Big episodes for Nellie, who makes it onto Nick’s grid with Charlie and reacted to David’s homophobia exactly as I wanted to, complete with a growl when he entered the room. Good girl, Nellie.
And welcome to Episodic Medium’s coverage of the second season of Netflix’s Heartstopper. This was one of the first shows I wrote about for the Substack when it was just my personal project, and so it has a soft spot in my heart, which is why I’m violating my own “No Binge Releases” policy. This review of the first two episodes will go out to all subscribers, but the subsequent reviews—each covering two episodes—will be exclusively for paid subscribers. $5 gets you access to all four reviews, which are all currently live (but will arrive daily via email). I encourage you to read and comment as you go, creating a sort of asynchronous conversation, and I hope you’ll be attentive to potential spoilers in those discussions. There’s no perfect way to do this, and I’m still experimenting with the viability of binge releases in this format.

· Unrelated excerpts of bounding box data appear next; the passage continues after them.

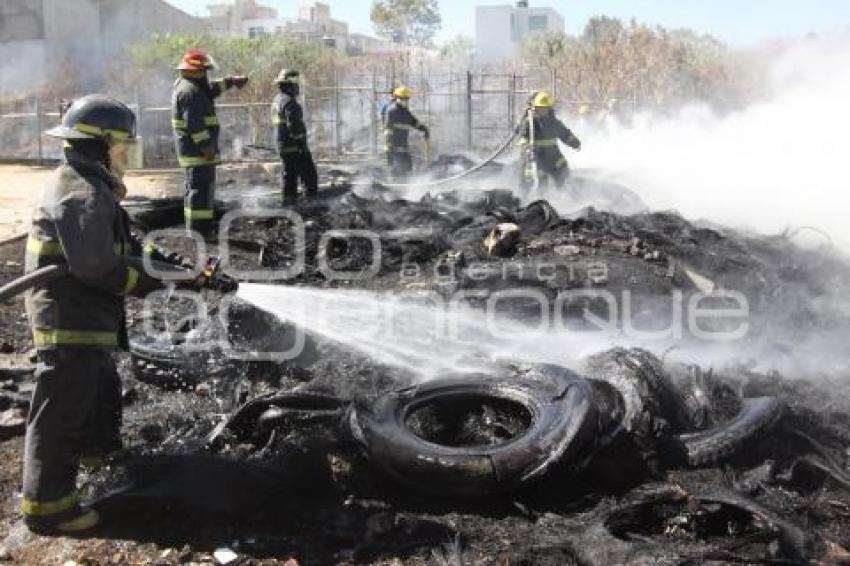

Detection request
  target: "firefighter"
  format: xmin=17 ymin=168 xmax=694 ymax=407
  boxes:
xmin=519 ymin=91 xmax=581 ymax=187
xmin=21 ymin=95 xmax=233 ymax=534
xmin=22 ymin=95 xmax=159 ymax=533
xmin=272 ymin=69 xmax=319 ymax=206
xmin=384 ymin=86 xmax=430 ymax=177
xmin=171 ymin=49 xmax=248 ymax=233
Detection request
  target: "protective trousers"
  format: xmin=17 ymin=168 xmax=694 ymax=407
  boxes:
xmin=183 ymin=165 xmax=215 ymax=231
xmin=281 ymin=148 xmax=319 ymax=204
xmin=536 ymin=148 xmax=570 ymax=187
xmin=21 ymin=348 xmax=121 ymax=525
xmin=387 ymin=149 xmax=413 ymax=177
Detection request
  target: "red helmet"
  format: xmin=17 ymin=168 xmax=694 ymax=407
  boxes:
xmin=177 ymin=47 xmax=215 ymax=71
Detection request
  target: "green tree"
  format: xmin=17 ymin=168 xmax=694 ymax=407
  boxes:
xmin=371 ymin=0 xmax=442 ymax=47
xmin=440 ymin=35 xmax=476 ymax=66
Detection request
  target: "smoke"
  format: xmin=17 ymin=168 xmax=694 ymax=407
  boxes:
xmin=575 ymin=36 xmax=850 ymax=251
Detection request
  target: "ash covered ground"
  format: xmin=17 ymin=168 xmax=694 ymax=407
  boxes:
xmin=0 ymin=160 xmax=850 ymax=564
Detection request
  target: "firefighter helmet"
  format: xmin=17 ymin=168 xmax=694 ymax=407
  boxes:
xmin=274 ymin=69 xmax=301 ymax=85
xmin=533 ymin=91 xmax=555 ymax=108
xmin=45 ymin=94 xmax=136 ymax=142
xmin=177 ymin=47 xmax=215 ymax=71
xmin=393 ymin=86 xmax=413 ymax=100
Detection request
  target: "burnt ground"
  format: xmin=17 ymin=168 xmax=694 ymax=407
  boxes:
xmin=0 ymin=163 xmax=850 ymax=564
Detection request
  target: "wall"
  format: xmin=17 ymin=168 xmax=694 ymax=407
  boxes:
xmin=0 ymin=0 xmax=206 ymax=95
xmin=475 ymin=6 xmax=516 ymax=63
xmin=475 ymin=5 xmax=564 ymax=63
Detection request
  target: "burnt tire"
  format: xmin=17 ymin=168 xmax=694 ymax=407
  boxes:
xmin=351 ymin=366 xmax=596 ymax=496
xmin=585 ymin=348 xmax=687 ymax=441
xmin=679 ymin=397 xmax=783 ymax=467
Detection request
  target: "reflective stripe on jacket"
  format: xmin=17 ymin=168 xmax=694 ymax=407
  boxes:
xmin=384 ymin=101 xmax=422 ymax=153
xmin=519 ymin=113 xmax=579 ymax=158
xmin=272 ymin=92 xmax=307 ymax=155
xmin=171 ymin=77 xmax=225 ymax=167
xmin=26 ymin=149 xmax=157 ymax=349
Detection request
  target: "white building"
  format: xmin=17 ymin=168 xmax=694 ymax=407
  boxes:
xmin=207 ymin=0 xmax=397 ymax=55
xmin=0 ymin=0 xmax=207 ymax=95
xmin=475 ymin=0 xmax=565 ymax=63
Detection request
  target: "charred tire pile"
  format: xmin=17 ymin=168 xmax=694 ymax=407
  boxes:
xmin=351 ymin=365 xmax=596 ymax=495
xmin=586 ymin=348 xmax=782 ymax=467
xmin=679 ymin=397 xmax=782 ymax=466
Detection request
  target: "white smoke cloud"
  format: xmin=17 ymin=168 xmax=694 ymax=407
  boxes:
xmin=574 ymin=36 xmax=850 ymax=251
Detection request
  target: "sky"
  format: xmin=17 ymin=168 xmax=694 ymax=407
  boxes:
xmin=167 ymin=0 xmax=850 ymax=47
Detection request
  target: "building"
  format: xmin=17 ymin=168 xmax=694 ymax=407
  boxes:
xmin=475 ymin=0 xmax=565 ymax=63
xmin=207 ymin=0 xmax=277 ymax=37
xmin=0 ymin=0 xmax=206 ymax=95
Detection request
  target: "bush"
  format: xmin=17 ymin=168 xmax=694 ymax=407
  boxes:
xmin=523 ymin=17 xmax=754 ymax=111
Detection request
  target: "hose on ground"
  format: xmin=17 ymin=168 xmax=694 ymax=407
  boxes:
xmin=0 ymin=258 xmax=195 ymax=303
xmin=0 ymin=265 xmax=68 ymax=303
xmin=355 ymin=131 xmax=518 ymax=189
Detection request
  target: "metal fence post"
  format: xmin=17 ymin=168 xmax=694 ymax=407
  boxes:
xmin=369 ymin=69 xmax=379 ymax=156
xmin=551 ymin=68 xmax=558 ymax=100
xmin=466 ymin=71 xmax=472 ymax=151
xmin=35 ymin=96 xmax=44 ymax=165
xmin=334 ymin=69 xmax=342 ymax=155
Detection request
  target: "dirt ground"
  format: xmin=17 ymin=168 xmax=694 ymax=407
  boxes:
xmin=0 ymin=162 xmax=850 ymax=566
xmin=0 ymin=165 xmax=181 ymax=241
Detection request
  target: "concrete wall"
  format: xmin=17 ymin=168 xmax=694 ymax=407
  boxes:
xmin=0 ymin=0 xmax=206 ymax=94
xmin=0 ymin=40 xmax=47 ymax=97
xmin=0 ymin=0 xmax=44 ymax=43
xmin=475 ymin=5 xmax=564 ymax=63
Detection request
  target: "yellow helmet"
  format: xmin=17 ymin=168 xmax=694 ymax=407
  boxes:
xmin=532 ymin=92 xmax=555 ymax=108
xmin=393 ymin=86 xmax=413 ymax=100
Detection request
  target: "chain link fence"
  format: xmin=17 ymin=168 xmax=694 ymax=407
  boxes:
xmin=0 ymin=71 xmax=637 ymax=167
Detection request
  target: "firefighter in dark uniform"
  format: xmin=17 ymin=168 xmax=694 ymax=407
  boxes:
xmin=21 ymin=95 xmax=235 ymax=534
xmin=519 ymin=92 xmax=581 ymax=187
xmin=171 ymin=49 xmax=248 ymax=232
xmin=384 ymin=86 xmax=430 ymax=177
xmin=22 ymin=95 xmax=160 ymax=533
xmin=272 ymin=69 xmax=319 ymax=205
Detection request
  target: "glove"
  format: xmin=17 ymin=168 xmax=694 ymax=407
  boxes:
xmin=177 ymin=273 xmax=239 ymax=293
xmin=207 ymin=273 xmax=239 ymax=293
xmin=224 ymin=75 xmax=248 ymax=89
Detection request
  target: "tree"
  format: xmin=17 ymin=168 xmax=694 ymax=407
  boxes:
xmin=371 ymin=0 xmax=442 ymax=47
xmin=129 ymin=34 xmax=341 ymax=143
xmin=440 ymin=35 xmax=476 ymax=66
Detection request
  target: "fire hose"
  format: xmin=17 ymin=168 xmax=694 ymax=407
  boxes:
xmin=0 ymin=258 xmax=232 ymax=302
xmin=362 ymin=131 xmax=517 ymax=189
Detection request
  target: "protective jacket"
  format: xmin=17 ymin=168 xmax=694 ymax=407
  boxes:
xmin=171 ymin=77 xmax=228 ymax=167
xmin=384 ymin=101 xmax=428 ymax=154
xmin=26 ymin=149 xmax=162 ymax=349
xmin=520 ymin=112 xmax=581 ymax=167
xmin=272 ymin=92 xmax=307 ymax=157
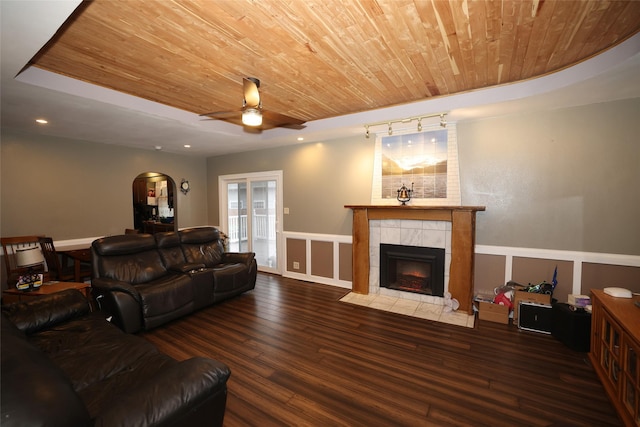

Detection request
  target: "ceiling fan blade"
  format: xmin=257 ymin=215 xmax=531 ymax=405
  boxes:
xmin=242 ymin=77 xmax=260 ymax=108
xmin=200 ymin=110 xmax=242 ymax=119
xmin=262 ymin=110 xmax=305 ymax=129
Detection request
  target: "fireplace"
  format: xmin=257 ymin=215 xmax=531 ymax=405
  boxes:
xmin=380 ymin=243 xmax=445 ymax=297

It will be interesting to see Ben evolve in the show especially as he plays a part in Solitaire, Oseman's first novel about Charlie's sister Tori (that was revised in 2020, the version recently released in the US), which eventually intersects with Heartstopper although I believe probably not until the next season? (I believe the hope is to do a Solitaire spin-off miniseries starring the actress who plays Tori...the tone is so different it wouldn't work as a season of Heartstopper, although Nick and Charlie do play a part.)

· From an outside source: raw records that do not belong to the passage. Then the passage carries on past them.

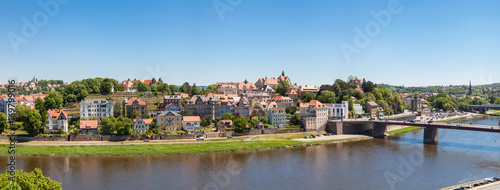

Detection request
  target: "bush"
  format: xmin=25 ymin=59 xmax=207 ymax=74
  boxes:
xmin=0 ymin=168 xmax=62 ymax=190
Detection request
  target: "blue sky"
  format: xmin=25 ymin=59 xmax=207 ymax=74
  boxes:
xmin=0 ymin=0 xmax=500 ymax=86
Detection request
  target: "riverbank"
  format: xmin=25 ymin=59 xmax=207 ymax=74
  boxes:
xmin=0 ymin=135 xmax=367 ymax=156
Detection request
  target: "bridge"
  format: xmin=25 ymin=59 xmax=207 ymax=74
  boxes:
xmin=469 ymin=104 xmax=500 ymax=114
xmin=327 ymin=119 xmax=500 ymax=144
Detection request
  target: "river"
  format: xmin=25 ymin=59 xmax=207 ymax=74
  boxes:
xmin=0 ymin=116 xmax=500 ymax=189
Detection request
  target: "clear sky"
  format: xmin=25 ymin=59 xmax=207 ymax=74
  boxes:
xmin=0 ymin=0 xmax=500 ymax=86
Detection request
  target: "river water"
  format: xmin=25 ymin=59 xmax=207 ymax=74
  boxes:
xmin=0 ymin=116 xmax=500 ymax=190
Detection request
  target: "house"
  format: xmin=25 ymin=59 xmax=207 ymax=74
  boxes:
xmin=285 ymin=87 xmax=299 ymax=101
xmin=80 ymin=120 xmax=98 ymax=134
xmin=120 ymin=79 xmax=136 ymax=92
xmin=45 ymin=109 xmax=68 ymax=133
xmin=271 ymin=96 xmax=293 ymax=109
xmin=325 ymin=101 xmax=349 ymax=119
xmin=123 ymin=98 xmax=148 ymax=118
xmin=217 ymin=120 xmax=233 ymax=134
xmin=163 ymin=95 xmax=182 ymax=109
xmin=237 ymin=81 xmax=257 ymax=95
xmin=80 ymin=99 xmax=113 ymax=119
xmin=165 ymin=103 xmax=181 ymax=112
xmin=0 ymin=97 xmax=18 ymax=118
xmin=366 ymin=101 xmax=379 ymax=118
xmin=132 ymin=117 xmax=153 ymax=133
xmin=182 ymin=116 xmax=201 ymax=134
xmin=352 ymin=104 xmax=365 ymax=115
xmin=217 ymin=85 xmax=238 ymax=94
xmin=298 ymin=85 xmax=319 ymax=99
xmin=300 ymin=100 xmax=328 ymax=131
xmin=349 ymin=79 xmax=363 ymax=88
xmin=255 ymin=77 xmax=279 ymax=88
xmin=267 ymin=108 xmax=286 ymax=128
xmin=278 ymin=71 xmax=292 ymax=85
xmin=156 ymin=111 xmax=182 ymax=131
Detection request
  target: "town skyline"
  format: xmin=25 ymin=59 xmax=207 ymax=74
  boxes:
xmin=0 ymin=0 xmax=500 ymax=86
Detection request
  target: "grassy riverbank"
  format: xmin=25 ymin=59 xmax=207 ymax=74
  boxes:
xmin=387 ymin=127 xmax=424 ymax=135
xmin=0 ymin=138 xmax=372 ymax=156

Full disclosure: I've already made it through seven of eight. I didn't set an alarm for 4:00 am or anything, but that's when I woke up, so...
Anyway, some unorganized thoughts:
* I buy David Nelson. Parents don't craft their children's personalities nearly as much as we imagine they do, and there are a lot of other influences out there trying to turn young men into dicks.
* One detail I enjoyed related to Charlie's issues with food is that he only fake pours milk onto his cereal.
* It's always a questionable choice when a straight ally cuts off a queer person's coming out by saying they already know (and TV does it a lot), but I gotta give Imogen a pass here. Nick and Charlie are not being subtle. This is jumping ahead a bit, but it kind of makes it hard to accept that coming out to his friends is something that weighs on Nick for multiple episodes worth of story.
* I agree that there are some issues with bi-erasure in how Nick deal with Ben, but given how bad he was with Charlie I think it's fair for Nick to be concerned for Imogen. That said, I'll have more to say about the forgivability of Ben later.